Сокол задумчиво потер подбородок, отворачиваясь к окну.
— И Сережка тогда хорошо поступил, — добавил он, глядя на заснеженную погоду за окном. — Это ж нужно было какой характер в одиннадцать лет иметь, чтоб уговорить родителей выйти в такую погоду из дома. Он заслуживает своей фамилии.
— Без него меня бы уже не было, — просто пожала плечами девочка, озвучивая чистую правду.
Сокол резко развернулся к дочери, окидывая ту внимательным, даже пронизывающим взглядом. Потом, словно в чем-то для себя убедившись, он вдруг кивнул и протянул ей зеленую бархатную коробочку. У Юли дрожали руки, когда она её открывала. А как открыла замерла, не сводя взгляда с лежащего ожерелья.
За последний год отец делал ей много дорогих подарков. Украшения, одежда, машина. Она ожидала от него всего, но не того, что лежало в центре коробочки. Тонкая золотая цепочка с красивым плетением. Простая, намного уже, чем та, что она носила каждый день. Но эта цепочка особенная. Бесценная. И дело даже не в каплевидном рубине, что крепился на ней, а в том, что этот кулон на этой самой цепочке принадлежал её матери.
Она почувствовала, как воздух разом покидает её легкие. Мама любила эту вещицу. Она говорила, что это самая большая ценность в её шкатулке.
— Она бы хотела, чтобы он был у тебя, — мягко говорит отец. — Этот кулон принадлежал твоей пробабушке.
— О, папочка, — шепчет она. — Спасибо тебе.
Сокол прижал дочку к себе, целуя в макушку. Он мало позволял себе подобных жестов, но в этот момент не сдержался. Юля так была похожа на его Аню.
— Я знаю, что у нас были противоречия, но я хочу, чтобы ты знала, — взволнованно говорит он. — Ты — моя дочь, Юля. Меня не было в твоей жизни, но сейчас ты здесь. Хочу, чтобы ты знала, что я сделаю все, чтобы у тебя была лучшая жизнь.

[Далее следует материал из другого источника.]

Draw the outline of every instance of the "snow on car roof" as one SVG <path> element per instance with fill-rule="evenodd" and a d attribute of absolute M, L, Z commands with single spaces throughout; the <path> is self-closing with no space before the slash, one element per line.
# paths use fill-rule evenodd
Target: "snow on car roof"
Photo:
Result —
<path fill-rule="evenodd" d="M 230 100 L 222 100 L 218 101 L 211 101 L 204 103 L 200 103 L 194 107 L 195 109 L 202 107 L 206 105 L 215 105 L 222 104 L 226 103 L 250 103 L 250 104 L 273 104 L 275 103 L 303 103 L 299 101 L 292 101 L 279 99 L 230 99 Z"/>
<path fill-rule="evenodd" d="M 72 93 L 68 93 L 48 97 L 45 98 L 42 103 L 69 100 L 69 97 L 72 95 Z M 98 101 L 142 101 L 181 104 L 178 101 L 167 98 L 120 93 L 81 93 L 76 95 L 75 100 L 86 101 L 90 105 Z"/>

— Мне не нужна лучшая жизнь, пап, — мягко возражает Юля, отстраняясь, чтобы видеть лицо Сокола. — Я — девочка из деревни. Я знаю, что такое жить на малюсенькую пенсию бабы Кати и донашивать чужую одежду. Деньги для меня не главное. Я хочу покоя, хочу времени, чтобы перевести дух и научиться жить дальше.
— Ты еще так молода и наивна, — качает головой Александр Святославович, двигаясь к выходу. — Гости уже прибывают, тебе лучше спускаться.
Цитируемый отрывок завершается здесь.